Justin Smith, owner of the luxury travel-planning company the Evolved Traveler, acknowledges Bali has been known for decades as a “bohemian destination” where foreigners were welcome to behave and dress as they like. He believes it’s often lost on visitors that Bali has expectations for respect and modest dress.
“It was acceptable to a point, but it has now gone too far,” Smith said. “There’s an absolute lack of respect for the destination and for Bali to be pushed to that extent, that means this bad behavior is pretty extensive.”
Calling out illegal workers on Instagram
Bintaranny thinks shocking behavior is becoming more frequent because of social media. People seem to be pushing boundaries for internet fame, seeing sacred sites as “sexy for their Instagram,” she said. “And for them, it is probably not a big thing, but for Balinese … it’s just an insult.”
While social media may amplify each example of misbehavior, Shekhawat believes the majority of visitors aren’t disruptive. Febria Diah Retnoningsih, a counselor of social, cultural and information affairs at the Indonesian Embassy in Washington, agreed that the “bad behavior is just one drop in the ocean.”
But the government doesn’t endorse visa abuse or dangerous driving. “It’s the same as other countries,” Shekhawat said. “You cannot work without a work visa, and there are strict regulations to operate a vehicle.”
“Can you imagine taking jobs from locals? Nannies?” Fatmawati, an Indonesian personal assistant and freelance photographer
Pemayun says it’s important to curb bad behavior, even though the number of offenders is small, to avoid having the issue “spread to other tourists” and “damage the image of Bali tourism in the world.”
Bali has a program to welcome remote workers, but the so-called “second-home visa” comes with a number of requirements, including proof of the equivalent of nearly $129,000 in savings. The current frustration isn’t directed at such residents, but foreign workers competing with locals for jobs. There are various Instagram accounts that document examples; the one that Fatmawati says creates the biggest stir among locals anonymously reposts content from foreigners advertising their services, presumably without the proper visa.
Under the satirical guise of supporting local small business, the (currently suspended) account @moscow_cabang_bali and its backup account share public ads (mostly from Russians, hence the name) selling swim lessons, hair cuts, surf instruction, tattoos, yoga classes and villa rentals.
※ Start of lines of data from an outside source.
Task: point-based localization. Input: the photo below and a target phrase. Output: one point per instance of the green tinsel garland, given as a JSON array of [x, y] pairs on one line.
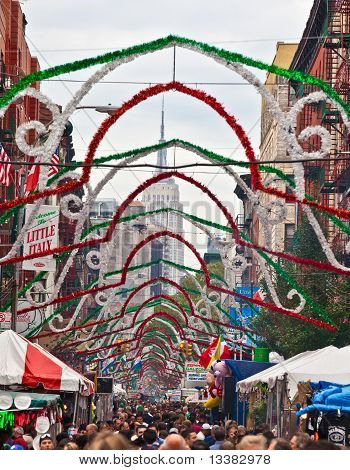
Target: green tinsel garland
[[159, 44], [7, 419]]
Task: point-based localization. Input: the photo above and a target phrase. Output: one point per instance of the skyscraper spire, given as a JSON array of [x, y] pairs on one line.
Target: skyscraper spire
[[162, 154], [162, 124]]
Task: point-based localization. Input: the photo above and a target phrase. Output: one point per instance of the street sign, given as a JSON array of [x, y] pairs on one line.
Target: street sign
[[194, 372], [25, 322], [174, 395], [42, 235]]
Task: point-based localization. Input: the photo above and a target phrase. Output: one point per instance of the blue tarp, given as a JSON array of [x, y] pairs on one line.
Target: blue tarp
[[243, 369], [237, 409], [330, 397]]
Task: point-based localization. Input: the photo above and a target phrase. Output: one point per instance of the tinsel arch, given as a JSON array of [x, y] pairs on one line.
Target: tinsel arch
[[287, 123]]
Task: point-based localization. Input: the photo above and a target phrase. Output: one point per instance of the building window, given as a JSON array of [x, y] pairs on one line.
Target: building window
[[289, 230]]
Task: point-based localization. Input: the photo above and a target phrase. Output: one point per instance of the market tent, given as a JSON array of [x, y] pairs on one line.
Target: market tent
[[327, 364], [242, 369], [26, 363]]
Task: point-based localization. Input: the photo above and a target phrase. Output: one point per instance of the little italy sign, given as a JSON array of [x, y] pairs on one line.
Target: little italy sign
[[42, 235]]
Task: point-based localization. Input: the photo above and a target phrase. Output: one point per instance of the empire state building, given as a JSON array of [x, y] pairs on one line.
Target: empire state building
[[162, 195]]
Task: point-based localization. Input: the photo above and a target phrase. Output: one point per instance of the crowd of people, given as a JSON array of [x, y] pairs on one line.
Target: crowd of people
[[166, 426]]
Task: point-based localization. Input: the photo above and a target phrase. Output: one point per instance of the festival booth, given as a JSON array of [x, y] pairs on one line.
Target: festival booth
[[25, 366], [327, 415], [234, 407], [285, 387]]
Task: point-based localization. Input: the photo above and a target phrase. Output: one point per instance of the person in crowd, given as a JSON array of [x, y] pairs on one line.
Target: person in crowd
[[46, 443], [147, 416], [322, 445], [269, 436], [155, 427], [140, 430], [252, 443], [109, 441], [227, 445], [299, 440], [232, 433], [174, 442], [91, 429], [206, 433], [150, 438], [218, 434], [199, 444], [82, 429], [17, 437], [81, 440], [279, 444], [125, 426], [62, 443], [189, 436], [71, 446]]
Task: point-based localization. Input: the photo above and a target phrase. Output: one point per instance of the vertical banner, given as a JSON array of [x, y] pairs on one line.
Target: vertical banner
[[41, 235]]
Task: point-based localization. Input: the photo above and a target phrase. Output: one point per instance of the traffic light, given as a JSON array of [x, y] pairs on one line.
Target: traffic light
[[189, 349]]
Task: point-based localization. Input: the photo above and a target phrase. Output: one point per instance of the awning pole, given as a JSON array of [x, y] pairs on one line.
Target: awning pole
[[75, 407]]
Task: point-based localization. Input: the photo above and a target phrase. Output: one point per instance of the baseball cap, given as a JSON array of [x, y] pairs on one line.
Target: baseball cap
[[18, 430], [45, 437]]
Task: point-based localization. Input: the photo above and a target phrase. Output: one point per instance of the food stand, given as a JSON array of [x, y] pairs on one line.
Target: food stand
[[26, 368]]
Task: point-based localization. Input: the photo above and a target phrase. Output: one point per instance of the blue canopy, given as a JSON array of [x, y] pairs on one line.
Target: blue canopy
[[331, 397], [243, 369]]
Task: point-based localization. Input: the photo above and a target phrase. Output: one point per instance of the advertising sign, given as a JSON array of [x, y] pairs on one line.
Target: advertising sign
[[134, 395], [42, 235], [194, 372], [25, 322], [174, 395]]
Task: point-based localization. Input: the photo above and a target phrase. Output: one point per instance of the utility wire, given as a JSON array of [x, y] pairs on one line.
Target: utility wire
[[170, 168]]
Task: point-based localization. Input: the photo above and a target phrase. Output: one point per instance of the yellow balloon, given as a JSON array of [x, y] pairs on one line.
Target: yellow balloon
[[212, 402]]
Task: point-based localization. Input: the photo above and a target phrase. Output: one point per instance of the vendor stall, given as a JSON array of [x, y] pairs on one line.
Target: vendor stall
[[25, 366], [327, 415], [282, 381], [35, 411], [233, 407]]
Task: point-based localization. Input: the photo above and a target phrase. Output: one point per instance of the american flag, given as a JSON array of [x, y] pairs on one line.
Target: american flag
[[33, 176], [54, 160], [5, 168]]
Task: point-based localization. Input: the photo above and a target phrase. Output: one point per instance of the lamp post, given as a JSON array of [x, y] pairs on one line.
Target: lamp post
[[20, 219]]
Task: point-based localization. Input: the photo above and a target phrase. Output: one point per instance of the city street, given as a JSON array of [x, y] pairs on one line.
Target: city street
[[174, 230]]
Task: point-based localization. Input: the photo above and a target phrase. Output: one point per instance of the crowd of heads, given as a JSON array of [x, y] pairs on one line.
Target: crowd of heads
[[167, 426]]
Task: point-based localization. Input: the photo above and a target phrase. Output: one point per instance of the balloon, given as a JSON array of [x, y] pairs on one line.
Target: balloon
[[212, 403]]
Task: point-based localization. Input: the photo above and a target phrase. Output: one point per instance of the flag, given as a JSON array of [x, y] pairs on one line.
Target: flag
[[137, 364], [5, 168], [217, 350], [259, 295], [33, 176]]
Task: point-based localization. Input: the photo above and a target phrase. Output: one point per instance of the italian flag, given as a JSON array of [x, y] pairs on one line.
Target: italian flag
[[217, 350]]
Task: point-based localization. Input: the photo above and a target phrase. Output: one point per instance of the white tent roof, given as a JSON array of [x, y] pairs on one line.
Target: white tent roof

In its profile description, there’s a link to a website where people can report labor law issues with the Indonesian government.
“They’re bragging about it,” Fatmawati said of the ads. “What is really crazy is that they’re taking jobs like nannies, renting motor bikes. Can you imagine taking jobs from locals? Nannies?”
Asking for respect
Even in the current climate, Fatmawati says tourists to Bali won’t encounter any angst from locals or authorities if they don’t break basic rules, and Pemayun said “Balinese people feel very happy” with the return of tourism.
Shekhawat says that’s been the case for Intrepid Travel’s group tours. Locals seem to welcome the tourists, Shekhawat said, and are understanding that sometimes travelers “may not behave 100 percent as they want them to — but there is a limit to everything.”
To be a better visitor on Bali, Pemayun encourages travelers to “respect cultural values, traditions and local wisdom.” He would like visitors to behave in an orderly manner, be environmentally friendly, stay longer, spend money on local businesses and make repeat visits.
Shekhawat also recommends reading up on cultural norms before your trip, and exploring less-visited areas of Bali than the most popular spots like Seminyak, Ubud, Canggu and Uluwatu. That may entail heading to the northern and western parts of the island, like West Bali National Park, a wildlife oasis with 160 recorded species of birds. You could also take a ferry to nearby Gili and Lombok islands, where you’ll find more sun, sand and surf — and fewer tourists.
Wherever you go, “please respect our culture,” Retnoningsih said. “That’s what makes Bali, Bali — its rich culture.”